Apparently, it is very fast to only import xml, but data won’t be available for retrieving.
gs_pop_get_data(gs)
## Error in get_cytoset_from_node(obj@pointer, y): gate is not parsed!
As shown above, the sample names appear to be the FCS filename appended with some numbers by default
sampleNames(gs)
## [1] "CytoTrol_CytoTrol_1.fcs_119531" "CytoTrol_CytoTrol_2.fcs_115728"
## [3] "CytoTrol_CytoTrol_3.fcs_113883" "CytoTrol_CytoTrol_4.fcs_110898"
These numbers are actually the value of $TOT
keyword, which is the total number of events for each sample. This value is typically unique for each file thus is used to tag the sample on top of the existing sample name. This default behavior is recommended so that samples can be uniquely identified even when duplication of file names occur, which is not uncommon. e.g. We often see the multiple files are named as Specimen_XXX
that are located under different sub-folders.

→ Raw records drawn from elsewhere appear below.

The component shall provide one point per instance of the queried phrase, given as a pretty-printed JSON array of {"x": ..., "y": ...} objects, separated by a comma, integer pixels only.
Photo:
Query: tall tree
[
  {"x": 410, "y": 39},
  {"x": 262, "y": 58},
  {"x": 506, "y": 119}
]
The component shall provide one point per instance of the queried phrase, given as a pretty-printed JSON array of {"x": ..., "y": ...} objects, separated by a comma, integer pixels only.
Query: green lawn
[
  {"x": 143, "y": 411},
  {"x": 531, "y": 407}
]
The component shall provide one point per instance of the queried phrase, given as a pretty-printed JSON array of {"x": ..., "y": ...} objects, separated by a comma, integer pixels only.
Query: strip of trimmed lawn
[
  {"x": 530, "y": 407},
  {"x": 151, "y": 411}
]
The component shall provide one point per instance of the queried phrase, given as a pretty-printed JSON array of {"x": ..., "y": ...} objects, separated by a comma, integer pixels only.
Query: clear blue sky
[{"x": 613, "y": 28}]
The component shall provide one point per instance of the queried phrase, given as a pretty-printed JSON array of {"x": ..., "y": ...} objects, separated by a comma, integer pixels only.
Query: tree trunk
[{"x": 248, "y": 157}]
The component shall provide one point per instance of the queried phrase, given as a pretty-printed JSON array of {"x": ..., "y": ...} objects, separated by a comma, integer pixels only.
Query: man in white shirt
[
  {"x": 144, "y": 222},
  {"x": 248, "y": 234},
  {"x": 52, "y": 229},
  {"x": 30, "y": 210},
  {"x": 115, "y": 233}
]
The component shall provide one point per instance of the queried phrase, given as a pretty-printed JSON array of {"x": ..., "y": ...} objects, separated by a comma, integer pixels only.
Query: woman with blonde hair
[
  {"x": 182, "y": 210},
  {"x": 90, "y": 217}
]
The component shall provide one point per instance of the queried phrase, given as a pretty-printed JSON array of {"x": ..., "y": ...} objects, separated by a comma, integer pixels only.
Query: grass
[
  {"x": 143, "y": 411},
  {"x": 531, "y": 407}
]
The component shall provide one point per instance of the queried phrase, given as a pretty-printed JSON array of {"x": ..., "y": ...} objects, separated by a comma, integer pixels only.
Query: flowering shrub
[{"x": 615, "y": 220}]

However, if users decide it is unnecessary in their case and prefer to the shorter names. It can be removed through additional.keys
parameter
gs <- flowjo_to_gatingset(ws, name = 4, execute = FALSE, additional.keys = NULL)
sampleNames(gs)
## [1] "CytoTrol_CytoTrol_1.fcs" "CytoTrol_CytoTrol_2.fcs"
## [3] "CytoTrol_CytoTrol_3.fcs" "CytoTrol_CytoTrol_4.fcs"
Or it can be tagged by some extra keywords value if $TOT
turns out to be not sufficient for the unique ID, which rarely happens.
gs <- flowjo_to_gatingset(ws, name = 4, execute = FALSE, additional.keys = c("$TOT", "EXPERIMENT NAME"))
sampleNames(gs)
## [1] "CytoTrol_CytoTrol_1.fcs_119531_C2_Tcell"
## [2] "CytoTrol_CytoTrol_2.fcs_115728_C2_Tcell"
## [3] "CytoTrol_CytoTrol_3.fcs_113883_C2_Tcell"
## [4] "CytoTrol_CytoTrol_4.fcs_110898_C2_Tcell"
And we can even include the sample ID
used by flowJo xml when the filename and other keywords can’t be differentiated between samples. This can be turned on by additional.sampleID
flag
gs <- flowjo_to_gatingset(ws, name = 4, execute = FALSE, additional.sampleID = TRUE)
sampleNames(gs)
## [1] "CytoTrol_CytoTrol_1.fcs_19_119531" "CytoTrol_CytoTrol_2.fcs_20_115728"
## [3] "CytoTrol_CytoTrol_3.fcs_21_113883" "CytoTrol_CytoTrol_4.fcs_22_110898"
Be default, the pheno data of samples (returned by pData()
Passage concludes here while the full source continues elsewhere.